In a largely downward transferring and unstable fairness surroundings that has prevailed over the previous 18 months, traders would anticipate a section that’s intently linked to the fortunes of the markets to underperform.
Listed gamers within the ₹81-lakh crore mutual fund trade have defied wars, geopolitical tensions, penal commerce tariffs, AI-led disruptions and many others. which have shaken markets over the previous 1.5 years, and have thrived.
Most home asset administration firms (AMCs) haven’t solely delivered strong returns over this era, however are additionally buying and selling at a valuation premium to the broader markets.
AMCs and wealth administration firms delivered 14-65 per cent returns from September 2024 to March 2026, whereas the Nifty 500 TRI fell 7.5 per cent on this timeframe.
And barring one participant, different AMC stocks commerce at trailing twelve months’ PE (worth earnings) a number of of 23.8 instances to 46.3 instances, whereas the Nifty 500 TRI trades at a PE of 23.5 instances. The lone wealth administration agency taken right here instructions a TTM PE of 73 instances.
Curiously, inside the AMC area, the highest mutual fund homes command a considerable valuation premium over the others within the listed area.
Explaining the outperformance
Regardless of the autumn within the markets and the overall negativity round equities, the mutual fund trade has been capable of pull in property at a strong clip.
HDFC, Nippon Life India and ICICI Prudential noticed their common quarterly property underneath administration as of December 2025 develop 17.5-23.2 per cent yr on yr.
The likes of UTI, Canara Robeco and Aditya Birla Solar Life noticed property swell 11.5-15.5 per cent over the identical interval.

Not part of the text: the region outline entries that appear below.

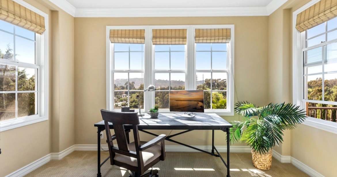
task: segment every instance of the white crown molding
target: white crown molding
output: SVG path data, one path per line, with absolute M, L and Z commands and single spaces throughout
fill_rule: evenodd
M 266 16 L 265 7 L 76 9 L 75 17 Z
M 267 15 L 270 15 L 287 1 L 288 0 L 273 0 L 266 7 Z
M 76 8 L 66 0 L 49 0 L 50 1 L 64 10 L 65 12 L 75 16 Z

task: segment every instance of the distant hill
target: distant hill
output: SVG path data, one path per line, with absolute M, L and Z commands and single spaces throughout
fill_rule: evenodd
M 134 86 L 136 88 L 139 87 L 141 84 L 144 82 L 144 79 L 142 78 L 133 78 L 130 79 L 130 81 L 131 82 L 134 82 Z M 124 85 L 125 83 L 127 82 L 127 79 L 116 79 L 114 80 L 114 83 L 117 84 L 117 85 Z M 167 87 L 168 84 L 168 81 L 165 80 L 156 80 L 156 85 L 158 86 Z M 198 80 L 197 81 L 197 85 L 203 84 L 202 80 Z M 185 85 L 185 82 L 182 80 L 171 80 L 171 86 L 175 87 L 178 87 L 179 85 Z

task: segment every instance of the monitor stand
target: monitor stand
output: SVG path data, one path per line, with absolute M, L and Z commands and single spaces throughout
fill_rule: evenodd
M 181 115 L 180 117 L 191 118 L 192 117 L 194 117 L 194 116 L 195 116 L 195 114 L 193 114 L 193 112 L 184 112 L 184 114 Z

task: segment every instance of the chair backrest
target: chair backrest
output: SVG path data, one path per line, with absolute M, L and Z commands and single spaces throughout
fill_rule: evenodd
M 112 123 L 115 131 L 118 149 L 124 151 L 129 151 L 126 138 L 126 135 L 124 129 L 124 125 L 132 125 L 133 129 L 134 135 L 135 138 L 135 144 L 138 144 L 137 142 L 139 140 L 137 125 L 139 125 L 139 119 L 137 112 L 119 112 L 101 110 L 102 117 L 104 120 L 106 136 L 110 142 L 110 146 L 113 147 L 110 128 L 109 122 Z M 136 131 L 136 132 L 135 131 Z M 135 133 L 136 135 L 135 135 Z M 118 153 L 118 152 L 117 152 Z

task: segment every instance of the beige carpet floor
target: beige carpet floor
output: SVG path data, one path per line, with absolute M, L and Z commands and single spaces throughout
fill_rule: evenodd
M 97 152 L 75 151 L 60 161 L 52 161 L 28 174 L 31 177 L 95 177 L 97 173 Z M 109 156 L 101 154 L 102 161 Z M 221 153 L 224 158 L 226 153 Z M 290 164 L 275 159 L 269 171 L 255 168 L 250 153 L 231 153 L 231 176 L 300 177 L 309 176 Z M 199 152 L 167 152 L 166 159 L 154 168 L 159 170 L 160 177 L 225 177 L 226 169 L 220 158 Z M 125 169 L 110 165 L 108 161 L 101 168 L 102 177 L 128 177 Z

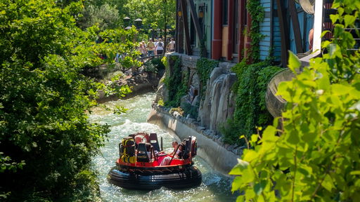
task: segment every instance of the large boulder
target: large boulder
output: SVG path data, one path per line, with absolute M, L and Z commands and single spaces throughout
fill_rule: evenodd
M 164 76 L 162 76 L 162 78 L 161 78 L 159 82 L 158 90 L 156 91 L 156 97 L 155 99 L 155 103 L 158 103 L 160 100 L 162 100 L 164 102 L 169 100 L 169 90 L 163 81 L 165 79 L 165 74 L 164 74 Z
M 224 71 L 221 67 L 214 69 L 199 109 L 198 120 L 202 126 L 219 131 L 228 118 L 232 117 L 235 100 L 231 89 L 236 79 L 234 73 Z

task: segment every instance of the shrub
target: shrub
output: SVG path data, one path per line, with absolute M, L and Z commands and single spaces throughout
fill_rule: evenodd
M 257 126 L 270 123 L 272 116 L 266 107 L 265 93 L 270 79 L 280 69 L 271 66 L 267 60 L 252 65 L 242 62 L 233 67 L 238 76 L 232 87 L 236 92 L 236 105 L 233 119 L 221 127 L 224 142 L 243 144 L 244 140 L 239 139 L 240 135 L 249 137 Z

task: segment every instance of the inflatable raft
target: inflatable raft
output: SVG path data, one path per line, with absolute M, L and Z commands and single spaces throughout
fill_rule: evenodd
M 161 187 L 184 189 L 201 183 L 201 172 L 192 161 L 196 156 L 195 137 L 189 136 L 175 149 L 174 154 L 181 151 L 179 159 L 162 152 L 162 141 L 160 149 L 156 133 L 129 135 L 122 140 L 119 149 L 120 158 L 108 176 L 113 184 L 130 189 L 155 189 Z M 170 159 L 168 165 L 160 166 L 167 157 Z

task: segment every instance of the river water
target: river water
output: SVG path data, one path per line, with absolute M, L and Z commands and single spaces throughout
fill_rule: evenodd
M 146 123 L 155 94 L 149 93 L 124 100 L 112 101 L 105 105 L 113 109 L 116 106 L 128 109 L 126 114 L 114 114 L 103 107 L 96 107 L 89 116 L 90 121 L 110 126 L 108 141 L 101 154 L 94 157 L 93 167 L 98 173 L 100 191 L 104 201 L 235 201 L 236 196 L 231 191 L 232 180 L 214 170 L 201 158 L 193 159 L 195 166 L 202 174 L 202 182 L 195 188 L 173 190 L 167 188 L 153 191 L 128 190 L 110 184 L 106 180 L 108 171 L 115 165 L 118 144 L 122 137 L 139 131 L 158 133 L 163 138 L 164 149 L 170 149 L 174 138 L 158 126 Z

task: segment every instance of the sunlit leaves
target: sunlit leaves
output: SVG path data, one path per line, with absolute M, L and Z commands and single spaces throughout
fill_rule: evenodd
M 278 86 L 278 95 L 288 102 L 280 128 L 269 126 L 261 140 L 251 141 L 252 149 L 243 152 L 231 172 L 240 175 L 232 191 L 244 191 L 240 200 L 360 199 L 359 50 L 345 29 L 354 27 L 360 6 L 335 1 L 333 6 L 338 8 L 333 22 L 342 24 L 335 25 L 332 41 L 323 43 L 328 53 L 300 74 L 299 60 L 290 54 L 295 77 Z M 245 180 L 250 173 L 255 177 Z
M 28 186 L 61 196 L 77 186 L 75 176 L 89 168 L 108 133 L 85 113 L 103 86 L 81 74 L 106 48 L 94 47 L 96 28 L 76 27 L 70 14 L 80 1 L 65 9 L 46 0 L 0 5 L 0 192 Z

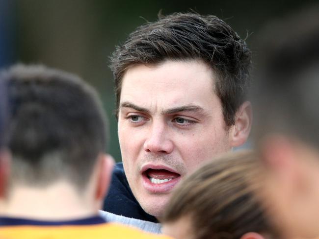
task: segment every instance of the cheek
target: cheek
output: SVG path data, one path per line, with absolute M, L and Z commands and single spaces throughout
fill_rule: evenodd
M 212 159 L 218 154 L 229 150 L 225 143 L 225 137 L 207 134 L 194 135 L 180 141 L 178 148 L 187 167 L 190 171 L 195 169 L 203 162 Z

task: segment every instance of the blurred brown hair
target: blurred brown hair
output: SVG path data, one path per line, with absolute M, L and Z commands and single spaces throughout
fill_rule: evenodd
M 280 238 L 256 194 L 262 180 L 260 163 L 247 151 L 204 164 L 177 188 L 162 222 L 188 216 L 196 239 L 239 239 L 250 232 Z

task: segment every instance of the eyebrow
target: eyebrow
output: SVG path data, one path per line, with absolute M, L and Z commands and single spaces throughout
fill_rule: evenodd
M 124 102 L 121 104 L 121 108 L 132 108 L 137 111 L 143 112 L 147 114 L 150 113 L 150 111 L 146 108 L 138 106 L 135 104 L 131 103 L 130 102 Z M 185 111 L 203 111 L 203 109 L 200 106 L 195 105 L 187 105 L 179 106 L 177 107 L 172 108 L 171 109 L 168 109 L 162 111 L 161 113 L 163 114 L 169 115 L 174 114 L 178 112 L 185 112 Z
M 187 105 L 182 106 L 179 106 L 171 109 L 168 109 L 162 111 L 162 113 L 164 114 L 169 115 L 171 114 L 174 114 L 178 112 L 182 112 L 185 111 L 203 111 L 203 109 L 200 106 L 194 105 Z
M 150 111 L 146 108 L 143 108 L 140 106 L 138 106 L 138 105 L 129 102 L 123 102 L 122 104 L 121 104 L 121 108 L 132 108 L 132 109 L 134 109 L 134 110 L 137 110 L 137 111 L 140 111 L 141 112 L 148 114 L 150 113 Z

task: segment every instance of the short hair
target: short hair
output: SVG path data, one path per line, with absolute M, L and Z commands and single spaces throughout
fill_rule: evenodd
M 273 21 L 260 35 L 253 87 L 258 143 L 283 133 L 319 146 L 319 5 Z
M 65 179 L 82 190 L 107 143 L 95 91 L 75 75 L 42 66 L 15 66 L 0 79 L 10 102 L 11 185 L 46 187 Z
M 196 13 L 161 17 L 138 27 L 123 45 L 117 47 L 110 65 L 117 115 L 122 79 L 128 69 L 137 64 L 157 65 L 167 60 L 200 60 L 207 64 L 217 76 L 214 88 L 226 125 L 234 124 L 235 114 L 244 100 L 249 85 L 250 51 L 224 21 L 215 16 Z
M 188 216 L 196 239 L 239 239 L 250 232 L 280 238 L 258 196 L 259 161 L 252 151 L 238 151 L 203 165 L 174 191 L 162 222 Z

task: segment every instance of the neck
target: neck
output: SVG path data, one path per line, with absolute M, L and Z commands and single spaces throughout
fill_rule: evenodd
M 6 199 L 0 200 L 0 215 L 35 220 L 66 220 L 98 213 L 93 199 L 74 187 L 59 182 L 44 188 L 14 187 Z

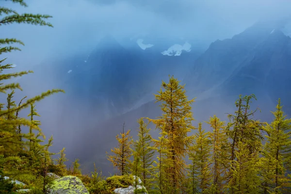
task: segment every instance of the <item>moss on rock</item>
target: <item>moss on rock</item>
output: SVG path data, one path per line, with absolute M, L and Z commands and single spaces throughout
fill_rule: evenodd
M 81 180 L 77 177 L 68 176 L 54 180 L 49 186 L 51 194 L 89 194 Z

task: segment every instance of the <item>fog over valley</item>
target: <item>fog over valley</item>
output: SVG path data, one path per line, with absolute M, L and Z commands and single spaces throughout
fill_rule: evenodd
M 26 1 L 27 8 L 10 0 L 0 0 L 0 6 L 51 15 L 53 28 L 0 26 L 1 38 L 25 45 L 1 54 L 0 60 L 14 65 L 6 72 L 34 72 L 5 82 L 23 88 L 14 95 L 16 104 L 25 96 L 65 90 L 36 102 L 37 119 L 45 142 L 53 135 L 50 150 L 65 147 L 68 165 L 78 158 L 82 172 L 93 171 L 94 162 L 105 176 L 117 172 L 106 152 L 117 146 L 124 123 L 136 140 L 138 119 L 162 115 L 154 94 L 169 75 L 186 84 L 188 99 L 196 97 L 195 128 L 214 115 L 228 121 L 240 95 L 256 95 L 250 109 L 260 109 L 254 117 L 262 122 L 273 119 L 279 98 L 290 117 L 291 1 Z M 6 101 L 7 94 L 0 97 Z M 157 138 L 159 129 L 148 127 Z M 205 123 L 202 128 L 210 131 Z

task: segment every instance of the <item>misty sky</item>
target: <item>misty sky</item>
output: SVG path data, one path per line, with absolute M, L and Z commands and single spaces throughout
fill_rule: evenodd
M 28 8 L 1 0 L 19 13 L 48 14 L 54 26 L 16 24 L 1 27 L 3 37 L 24 42 L 7 55 L 22 66 L 52 55 L 89 52 L 104 34 L 116 39 L 151 34 L 211 42 L 230 38 L 261 18 L 288 16 L 288 0 L 27 0 Z M 17 56 L 17 57 L 16 57 Z M 20 57 L 21 56 L 21 57 Z

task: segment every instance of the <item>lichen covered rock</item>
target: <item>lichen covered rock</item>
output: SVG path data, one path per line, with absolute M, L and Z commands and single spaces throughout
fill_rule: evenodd
M 55 179 L 49 190 L 50 194 L 89 194 L 81 180 L 72 176 Z
M 135 189 L 135 187 L 134 186 L 135 183 L 135 176 L 133 176 L 133 184 L 132 185 L 130 185 L 129 187 L 125 188 L 119 188 L 117 189 L 115 189 L 114 190 L 114 193 L 116 194 L 134 194 L 134 190 Z M 143 191 L 142 193 L 139 193 L 141 194 L 147 194 L 147 191 L 146 189 L 146 187 L 144 185 L 143 185 L 143 183 L 142 182 L 142 180 L 137 177 L 137 189 L 138 190 L 142 190 Z
M 58 176 L 57 176 L 55 174 L 52 173 L 47 173 L 47 176 L 48 177 L 52 177 L 54 179 L 58 179 L 58 178 L 61 178 L 61 177 L 59 177 Z

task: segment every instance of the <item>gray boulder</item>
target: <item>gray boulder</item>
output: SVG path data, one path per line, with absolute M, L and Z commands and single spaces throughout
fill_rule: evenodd
M 54 180 L 48 189 L 50 194 L 89 194 L 81 180 L 72 176 Z
M 17 180 L 15 180 L 14 179 L 10 178 L 9 178 L 8 177 L 4 177 L 4 179 L 11 179 L 12 182 L 14 182 L 14 183 L 15 183 L 15 184 L 17 184 L 17 185 L 23 185 L 23 186 L 26 185 L 25 184 L 23 183 L 22 182 L 18 181 Z
M 135 189 L 135 176 L 133 176 L 133 184 L 132 185 L 130 185 L 129 187 L 126 188 L 119 188 L 115 189 L 114 190 L 114 193 L 116 194 L 134 194 L 134 189 Z M 137 189 L 144 189 L 145 191 L 144 192 L 141 193 L 141 194 L 147 194 L 147 191 L 146 191 L 146 189 L 144 185 L 142 185 L 142 180 L 139 178 L 137 177 Z

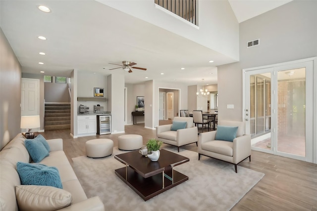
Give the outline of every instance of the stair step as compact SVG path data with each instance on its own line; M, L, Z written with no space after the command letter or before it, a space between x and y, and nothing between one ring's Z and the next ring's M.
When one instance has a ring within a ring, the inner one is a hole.
M44 129L45 130L53 130L55 129L70 129L70 125L46 126L44 127Z
M70 106L45 106L45 110L70 110Z
M45 126L58 125L70 125L70 120L61 121L45 121L44 125Z
M45 118L51 117L69 117L70 118L70 113L53 113L45 114Z
M44 118L45 122L52 122L52 121L70 121L70 117L46 117Z
M45 103L45 106L70 106L70 103Z
M45 110L45 114L54 114L56 113L69 113L70 114L70 110Z

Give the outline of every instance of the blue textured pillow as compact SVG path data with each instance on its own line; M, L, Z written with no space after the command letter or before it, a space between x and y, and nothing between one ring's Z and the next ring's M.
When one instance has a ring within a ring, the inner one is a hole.
M187 122L177 122L173 121L171 130L176 131L180 129L185 129L186 128Z
M51 151L51 148L50 147L49 143L46 141L45 138L44 138L44 137L41 134L38 135L38 136L34 138L33 140L37 140L38 141L40 141L42 144L43 144L48 152L50 152L50 151Z
M41 164L18 162L16 170L22 185L63 188L59 172L55 167Z
M38 140L26 139L24 145L32 160L35 163L39 163L50 155L44 145Z
M215 140L233 141L237 137L237 127L217 126Z

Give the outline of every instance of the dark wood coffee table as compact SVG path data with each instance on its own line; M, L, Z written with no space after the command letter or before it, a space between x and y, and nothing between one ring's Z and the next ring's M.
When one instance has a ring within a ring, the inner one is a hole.
M125 167L114 170L115 174L144 201L188 180L173 167L189 161L189 158L161 149L158 161L151 161L138 150L117 155L114 158Z

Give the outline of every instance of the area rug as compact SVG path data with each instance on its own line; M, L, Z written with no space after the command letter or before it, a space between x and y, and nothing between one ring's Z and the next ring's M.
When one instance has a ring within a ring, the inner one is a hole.
M228 211L255 185L264 174L198 153L168 146L165 149L190 159L174 169L188 180L145 202L119 178L114 169L125 165L114 156L127 152L115 148L104 158L73 158L73 168L88 198L99 196L106 211Z

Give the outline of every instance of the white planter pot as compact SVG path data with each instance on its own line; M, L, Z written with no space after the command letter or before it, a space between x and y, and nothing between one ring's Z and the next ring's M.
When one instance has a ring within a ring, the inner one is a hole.
M152 161L158 161L159 158L159 150L152 151L152 154L148 154L148 158Z

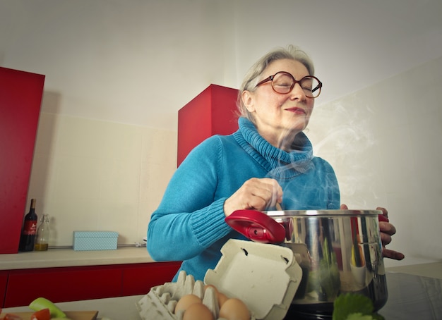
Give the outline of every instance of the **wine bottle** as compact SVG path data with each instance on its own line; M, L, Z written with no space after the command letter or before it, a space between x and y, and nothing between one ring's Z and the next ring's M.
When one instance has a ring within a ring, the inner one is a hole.
M18 251L26 252L34 250L37 220L37 214L35 213L35 199L31 199L30 209L29 212L25 216L25 222L23 223L23 228L20 237Z
M49 215L43 214L41 223L37 229L34 250L47 251L49 242Z

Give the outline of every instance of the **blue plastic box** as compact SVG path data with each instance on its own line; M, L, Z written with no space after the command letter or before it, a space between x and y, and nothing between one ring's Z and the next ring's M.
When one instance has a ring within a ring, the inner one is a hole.
M115 231L73 231L73 250L116 250L117 240Z

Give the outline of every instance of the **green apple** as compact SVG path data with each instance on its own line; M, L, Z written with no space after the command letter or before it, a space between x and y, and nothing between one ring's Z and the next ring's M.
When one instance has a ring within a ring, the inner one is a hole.
M47 308L51 312L52 317L66 318L66 314L63 312L60 308L54 304L52 302L44 297L37 297L35 299L29 304L29 307L35 311Z

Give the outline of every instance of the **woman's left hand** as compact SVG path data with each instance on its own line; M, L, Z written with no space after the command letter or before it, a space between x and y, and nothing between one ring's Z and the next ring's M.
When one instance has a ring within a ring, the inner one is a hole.
M341 210L347 210L346 204L341 204ZM382 211L382 215L388 219L388 211L386 208L378 207L376 210ZM405 257L404 254L395 250L386 248L386 245L391 242L391 236L396 233L395 226L388 221L379 221L379 230L381 231L381 240L382 242L382 255L384 258L394 259L395 260L402 260Z

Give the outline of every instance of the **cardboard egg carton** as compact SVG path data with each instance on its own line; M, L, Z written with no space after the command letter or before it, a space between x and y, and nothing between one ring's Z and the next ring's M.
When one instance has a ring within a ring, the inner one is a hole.
M213 288L204 288L205 284L201 280L195 281L192 275L186 271L180 271L176 283L166 283L153 287L146 295L136 303L136 307L143 320L182 320L184 311L174 313L178 301L184 295L193 294L198 297L212 312L214 319L219 318L220 306L216 291ZM255 320L252 316L251 320Z
M243 301L251 320L282 320L302 278L302 270L292 250L276 245L230 239L221 248L222 256L204 282L180 271L176 283L153 287L137 303L143 320L182 320L184 312L174 314L185 295L193 293L218 318L220 307L214 285L227 297Z

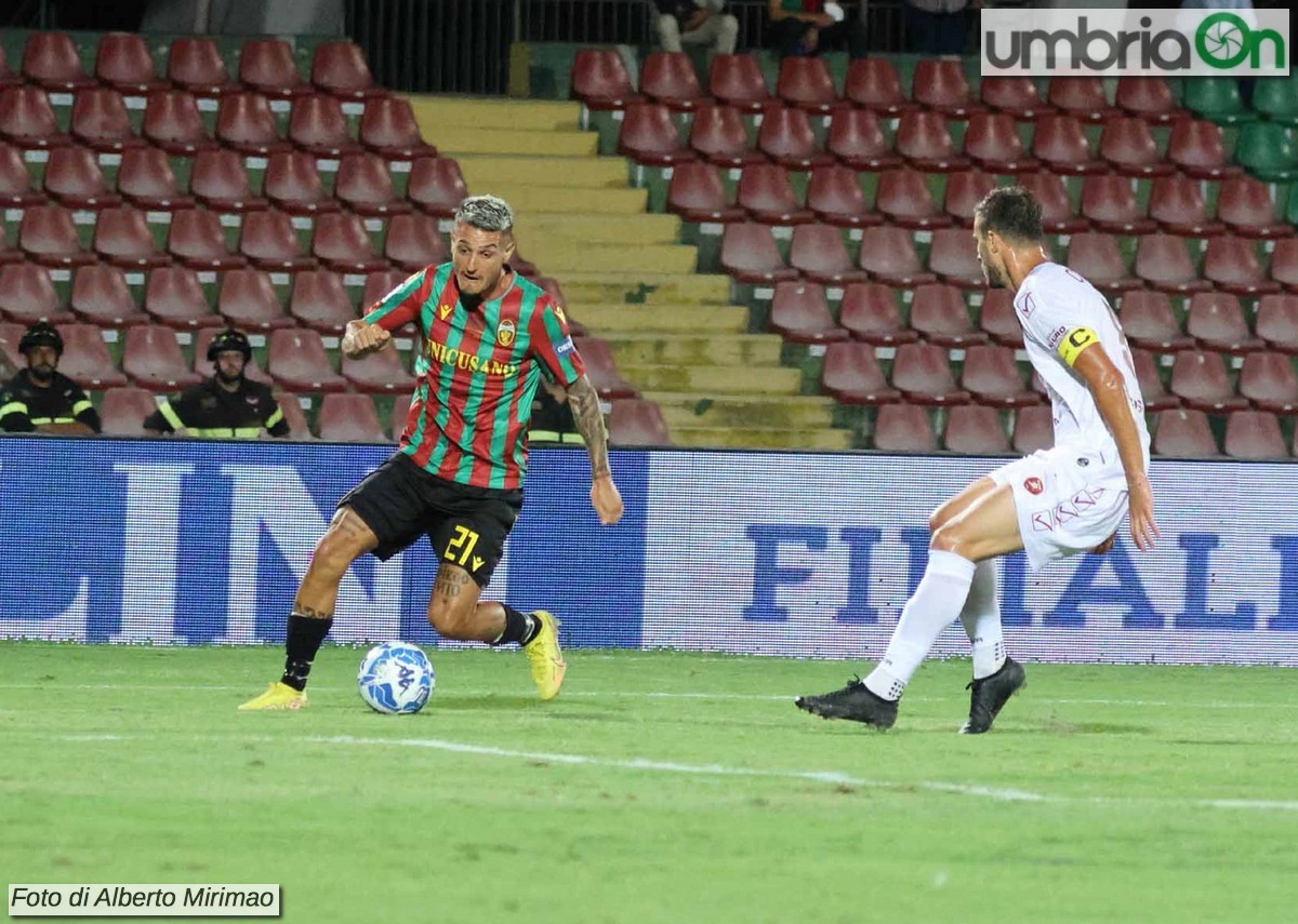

This development in property has additionally been accompanied by increasing earnings. All AMCs witnessed development in earnings. The main ones noticed as much as 29 per cent development in TTM internet revenue development.
Anand Rathi Wealth, too, managed a TTM internet revenue development of 29 per cent.
UTI and Nippon Life India alone skilled single-digit development in earnings.
The sustainability of those valuations will rely upon inflows into fund homes remaining regular, particularly through the SIP route and AMCs persevering with nimble operations to ship above-average revenue development. A critical job-loss state of affairs within the broader economic system attributable to AI-led disruptions, a protracted conflict that induces inflation and sustained weak point within the markets could check this wholesome run.
Divergence in valuations
It’s also noticeable that on the PE metric and the market capitalisation to AUM parameter, there’s appreciable distinction between the highest three listed gamers and the subsequent three.
One key cause for this premium lies out there share the bigger AMCs pull in.
ICICI Prudential, HDFC and Nippon Life India make up over 33 per cent of the full asset administration within the trade and they accounted almost 38 per cent of the inflows over December 2024-December 2025 interval.
In distinction, the opposite three gamers accounted for 11 per cent of the trade’s property and nearly 9 per cent of the inflows within the final one yr.

ICICI Prudential (with management in large-cap, worth and alternatives) and HDFC (flexi-cap, mid- and small-cap) have most of their fairness and hybrid schemes within the high quartile of these classes.
Nippon Life India has management in mid- and small-caps, passive funds with its gold and silver ETFs having fun with the best AUM within the trade.
Aditya Birla Solar Life and UTI have a patchy fairness fund file lately, which explains their decrease inflows. Canara Robeco does have a number of funds within the high or mid quartiles, although some have confronted the brunt of the current sharp correction within the broader markets.